And that's just the beginning of the coverage from Sex-happy Slate. Dana Stevens is bang-on as usual. Second only to her reference to Jennifer Hudson as Carrie's "Girl Friday", here are the highlights:
The show's values are reprehensible, its view of gender relations cartoonish, its puns execrable. I honestly believe, as I wrote when the series finale aired in 2004, that Sex and the City is singlehandedly responsible for a measurable uptick in the number of materialistic twits in New York City and perhaps the world. And yet … and yet … there's a core truth to the show's depiction of female friendship that had me awaiting the big-screen version with exactly the kind of cream-puff nostalgia the movie's marketers are bargaining for.
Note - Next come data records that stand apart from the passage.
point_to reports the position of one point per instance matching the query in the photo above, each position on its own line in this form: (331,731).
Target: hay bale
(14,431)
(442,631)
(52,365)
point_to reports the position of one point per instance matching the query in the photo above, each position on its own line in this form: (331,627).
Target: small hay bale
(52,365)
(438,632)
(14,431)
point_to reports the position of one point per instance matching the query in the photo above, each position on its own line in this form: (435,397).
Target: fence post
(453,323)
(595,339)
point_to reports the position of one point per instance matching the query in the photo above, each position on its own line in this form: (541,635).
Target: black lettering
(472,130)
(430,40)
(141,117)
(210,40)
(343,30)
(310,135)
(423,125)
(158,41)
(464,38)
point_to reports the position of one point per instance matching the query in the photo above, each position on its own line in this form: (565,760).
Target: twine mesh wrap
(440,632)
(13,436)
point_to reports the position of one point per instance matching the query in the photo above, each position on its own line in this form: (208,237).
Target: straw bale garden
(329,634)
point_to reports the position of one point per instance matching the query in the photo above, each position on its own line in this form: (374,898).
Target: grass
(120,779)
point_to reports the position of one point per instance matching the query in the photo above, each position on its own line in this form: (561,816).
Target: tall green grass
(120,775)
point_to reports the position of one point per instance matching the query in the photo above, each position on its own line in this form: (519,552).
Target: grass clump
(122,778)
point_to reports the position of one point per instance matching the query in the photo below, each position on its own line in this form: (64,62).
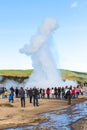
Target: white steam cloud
(45,73)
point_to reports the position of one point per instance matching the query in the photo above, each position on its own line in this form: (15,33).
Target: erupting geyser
(45,72)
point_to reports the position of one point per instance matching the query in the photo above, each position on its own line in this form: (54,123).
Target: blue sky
(20,19)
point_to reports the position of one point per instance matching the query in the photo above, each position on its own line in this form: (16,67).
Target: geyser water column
(45,72)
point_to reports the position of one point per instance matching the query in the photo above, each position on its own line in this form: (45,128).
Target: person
(22,96)
(16,92)
(30,94)
(11,97)
(68,95)
(35,96)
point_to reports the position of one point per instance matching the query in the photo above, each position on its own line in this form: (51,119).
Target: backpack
(68,92)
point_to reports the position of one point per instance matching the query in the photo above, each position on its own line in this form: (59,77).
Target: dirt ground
(13,115)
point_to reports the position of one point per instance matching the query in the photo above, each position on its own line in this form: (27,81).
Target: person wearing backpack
(68,95)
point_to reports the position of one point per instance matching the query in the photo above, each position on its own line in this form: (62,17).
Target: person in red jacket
(73,92)
(48,93)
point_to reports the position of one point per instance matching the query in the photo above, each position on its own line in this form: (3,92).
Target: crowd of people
(36,93)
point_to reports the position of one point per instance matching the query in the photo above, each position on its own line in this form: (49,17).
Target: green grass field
(66,74)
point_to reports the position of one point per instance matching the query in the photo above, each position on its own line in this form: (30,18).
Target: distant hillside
(22,74)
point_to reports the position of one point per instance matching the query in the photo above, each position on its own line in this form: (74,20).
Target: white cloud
(74,5)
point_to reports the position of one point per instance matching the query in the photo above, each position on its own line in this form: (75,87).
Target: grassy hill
(66,74)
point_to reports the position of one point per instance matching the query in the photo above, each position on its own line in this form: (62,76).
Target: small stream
(60,119)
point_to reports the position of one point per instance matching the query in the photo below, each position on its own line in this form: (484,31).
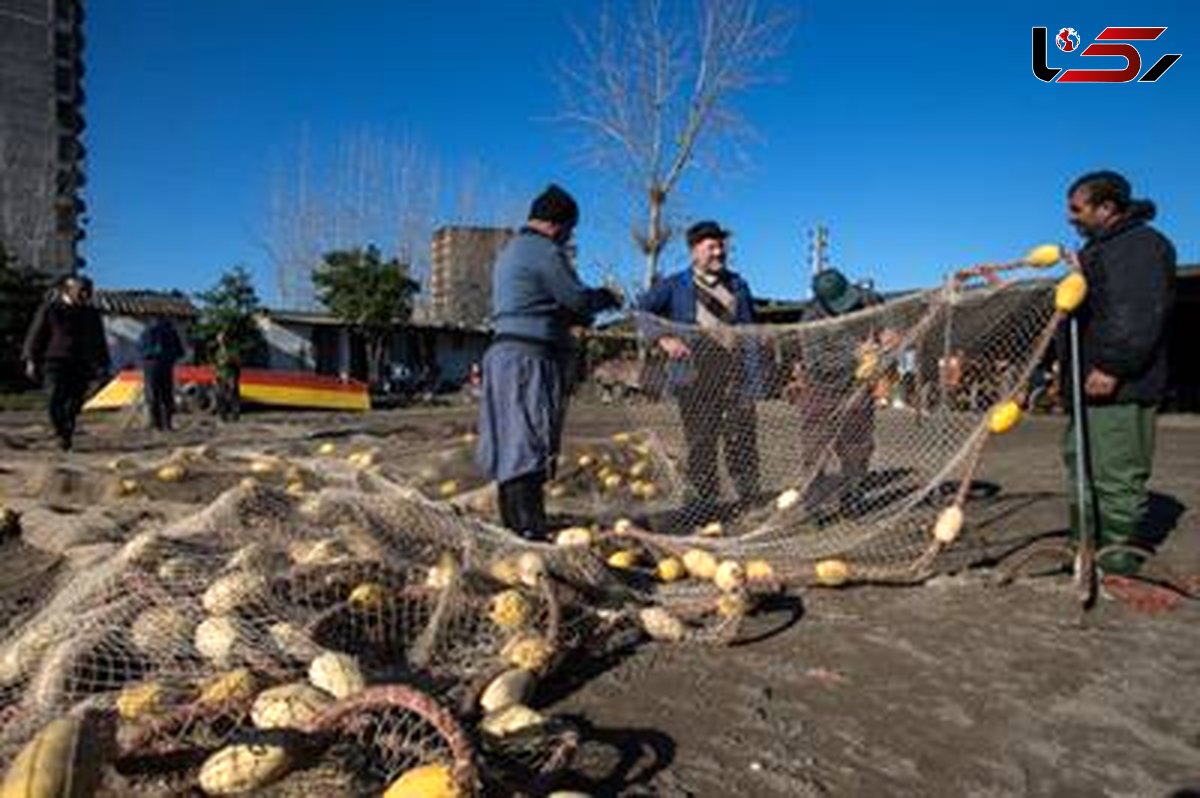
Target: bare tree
(653,93)
(370,189)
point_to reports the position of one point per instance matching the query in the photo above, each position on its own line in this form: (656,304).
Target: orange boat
(258,385)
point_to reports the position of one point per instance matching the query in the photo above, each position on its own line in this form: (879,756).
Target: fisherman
(537,298)
(65,346)
(1129,268)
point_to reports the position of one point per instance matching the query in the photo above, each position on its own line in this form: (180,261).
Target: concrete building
(461,276)
(41,120)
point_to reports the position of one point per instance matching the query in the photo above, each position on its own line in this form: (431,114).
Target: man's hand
(1099,384)
(616,291)
(675,347)
(1071,257)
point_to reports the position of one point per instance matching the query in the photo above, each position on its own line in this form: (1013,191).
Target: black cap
(706,229)
(556,205)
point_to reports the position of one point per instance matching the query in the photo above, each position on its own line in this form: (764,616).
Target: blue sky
(915,131)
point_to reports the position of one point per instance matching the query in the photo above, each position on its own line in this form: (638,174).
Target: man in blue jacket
(537,299)
(715,376)
(1122,325)
(161,348)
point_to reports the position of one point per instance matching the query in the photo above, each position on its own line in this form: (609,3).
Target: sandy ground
(957,688)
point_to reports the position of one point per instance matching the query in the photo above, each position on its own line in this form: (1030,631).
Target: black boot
(523,505)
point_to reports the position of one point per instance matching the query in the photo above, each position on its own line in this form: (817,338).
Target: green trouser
(1121,442)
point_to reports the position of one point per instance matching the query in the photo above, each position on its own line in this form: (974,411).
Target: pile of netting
(321,625)
(329,624)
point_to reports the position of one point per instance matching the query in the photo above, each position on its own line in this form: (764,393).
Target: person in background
(65,346)
(537,299)
(161,349)
(835,400)
(1129,268)
(227,369)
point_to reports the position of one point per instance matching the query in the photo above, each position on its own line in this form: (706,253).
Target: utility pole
(819,250)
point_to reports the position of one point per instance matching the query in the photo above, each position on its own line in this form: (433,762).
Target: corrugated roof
(145,304)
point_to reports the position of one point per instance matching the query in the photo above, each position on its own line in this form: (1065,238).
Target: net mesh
(768,459)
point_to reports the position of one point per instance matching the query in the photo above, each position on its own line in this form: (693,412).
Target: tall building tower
(41,121)
(461,276)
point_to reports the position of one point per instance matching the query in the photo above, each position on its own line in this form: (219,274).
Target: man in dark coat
(66,346)
(161,348)
(1122,324)
(537,298)
(714,375)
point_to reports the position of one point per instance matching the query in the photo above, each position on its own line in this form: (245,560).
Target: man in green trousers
(1129,268)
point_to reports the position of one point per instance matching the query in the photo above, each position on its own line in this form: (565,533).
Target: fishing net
(838,443)
(341,619)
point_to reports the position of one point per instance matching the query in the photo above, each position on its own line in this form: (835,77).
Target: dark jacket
(1131,288)
(160,343)
(537,294)
(67,334)
(675,299)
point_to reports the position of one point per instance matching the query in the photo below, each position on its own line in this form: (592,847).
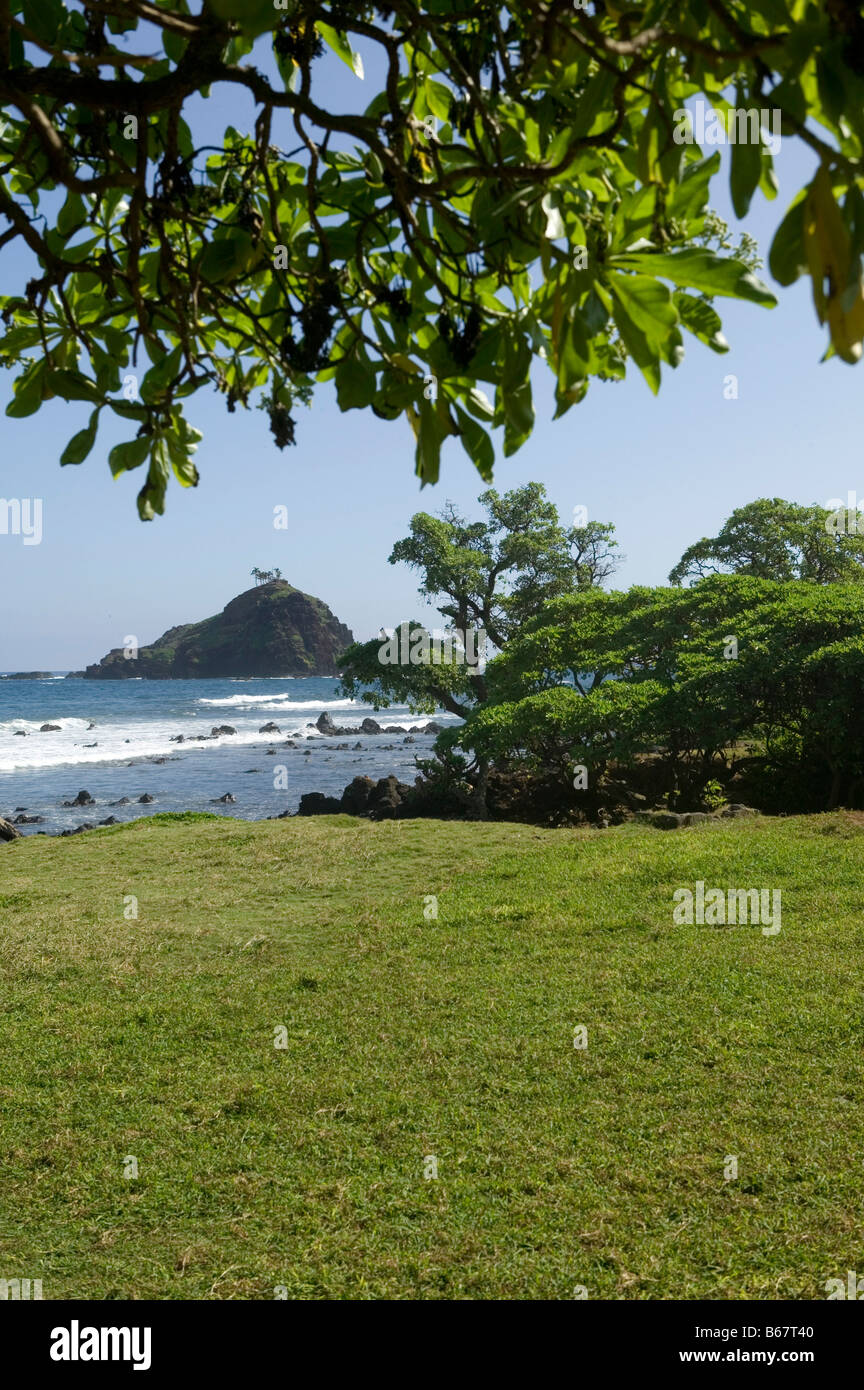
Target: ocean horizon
(117,740)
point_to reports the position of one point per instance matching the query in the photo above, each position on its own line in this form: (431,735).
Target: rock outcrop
(271,630)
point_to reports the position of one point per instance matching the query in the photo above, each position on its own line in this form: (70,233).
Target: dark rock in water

I want to know how the girls are doing, what's happened to them in the four years since I last joined them at brunch, and what in the name of God they're wearing.
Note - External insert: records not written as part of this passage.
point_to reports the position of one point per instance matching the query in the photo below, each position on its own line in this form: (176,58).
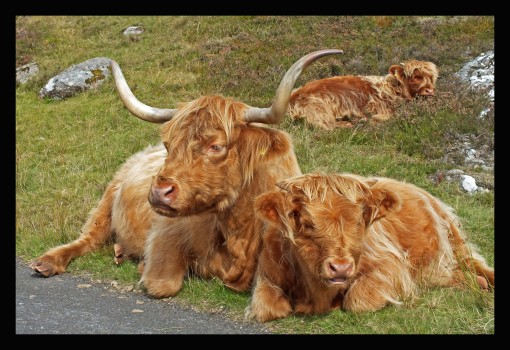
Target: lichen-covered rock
(26,72)
(76,79)
(479,73)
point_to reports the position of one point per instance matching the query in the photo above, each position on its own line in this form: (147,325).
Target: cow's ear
(397,71)
(379,203)
(268,206)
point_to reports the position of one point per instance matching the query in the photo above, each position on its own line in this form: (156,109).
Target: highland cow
(348,242)
(187,205)
(343,101)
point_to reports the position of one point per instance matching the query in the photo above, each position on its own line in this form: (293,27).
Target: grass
(67,151)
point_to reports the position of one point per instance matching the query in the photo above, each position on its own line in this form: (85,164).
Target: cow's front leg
(268,302)
(164,265)
(244,263)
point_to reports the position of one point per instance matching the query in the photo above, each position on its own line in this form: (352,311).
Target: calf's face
(326,218)
(418,77)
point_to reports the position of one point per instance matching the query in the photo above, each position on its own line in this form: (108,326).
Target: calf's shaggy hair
(345,241)
(187,204)
(343,101)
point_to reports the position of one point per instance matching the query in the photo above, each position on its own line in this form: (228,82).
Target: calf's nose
(339,269)
(163,193)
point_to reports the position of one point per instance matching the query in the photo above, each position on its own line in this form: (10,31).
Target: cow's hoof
(161,288)
(482,281)
(43,268)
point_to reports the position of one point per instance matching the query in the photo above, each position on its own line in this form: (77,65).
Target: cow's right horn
(137,108)
(275,113)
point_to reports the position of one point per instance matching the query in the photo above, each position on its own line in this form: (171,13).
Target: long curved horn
(275,113)
(137,108)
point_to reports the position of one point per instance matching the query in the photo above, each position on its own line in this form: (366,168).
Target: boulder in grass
(133,30)
(76,79)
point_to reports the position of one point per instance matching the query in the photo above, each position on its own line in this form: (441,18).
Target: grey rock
(133,30)
(468,183)
(454,172)
(76,79)
(479,73)
(26,72)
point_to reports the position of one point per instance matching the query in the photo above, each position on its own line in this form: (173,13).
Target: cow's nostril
(169,190)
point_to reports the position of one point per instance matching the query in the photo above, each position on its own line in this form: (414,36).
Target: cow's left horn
(137,108)
(275,113)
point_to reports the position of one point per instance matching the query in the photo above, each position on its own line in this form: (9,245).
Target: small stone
(468,183)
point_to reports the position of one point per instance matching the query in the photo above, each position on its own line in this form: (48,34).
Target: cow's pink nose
(163,193)
(339,269)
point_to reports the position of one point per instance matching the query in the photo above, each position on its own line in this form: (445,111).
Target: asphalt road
(68,304)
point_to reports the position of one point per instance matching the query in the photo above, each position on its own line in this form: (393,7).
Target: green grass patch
(67,151)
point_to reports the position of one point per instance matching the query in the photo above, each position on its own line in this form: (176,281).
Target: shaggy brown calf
(342,101)
(216,157)
(344,241)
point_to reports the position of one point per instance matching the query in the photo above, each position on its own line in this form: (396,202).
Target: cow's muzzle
(338,271)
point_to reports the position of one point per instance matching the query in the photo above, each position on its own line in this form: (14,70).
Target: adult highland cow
(345,241)
(345,100)
(187,205)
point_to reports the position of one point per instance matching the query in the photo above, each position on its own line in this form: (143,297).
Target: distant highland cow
(343,101)
(345,241)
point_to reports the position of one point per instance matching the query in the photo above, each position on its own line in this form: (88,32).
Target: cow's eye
(294,214)
(215,148)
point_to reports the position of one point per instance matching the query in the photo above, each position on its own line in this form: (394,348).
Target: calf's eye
(215,148)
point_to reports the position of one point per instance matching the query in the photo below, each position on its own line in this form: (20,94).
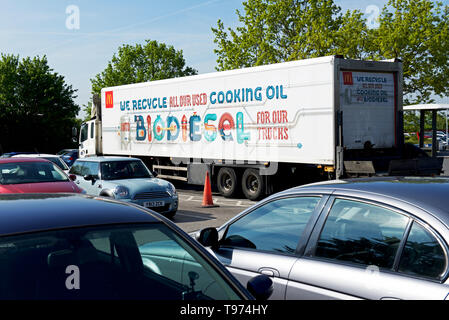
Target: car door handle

She goes on to note: "The movie is mercifully light on those self-searching Carrie-at-the-computer scenes that were one of the series' recurring disappointments: Why did she have to be such a bad writer?" But, in the end...
If you bear even a grudging affection for the show's utopic vision of female bonding as the greatest love of all, you may get choked up when Carrie appears at Miranda's door one shitty New Year's Eve (clad only in pajamas, a sequined cloche, a full-length fur, and what appear to be patent-leather spats) and reassures her friend, "You're not alone."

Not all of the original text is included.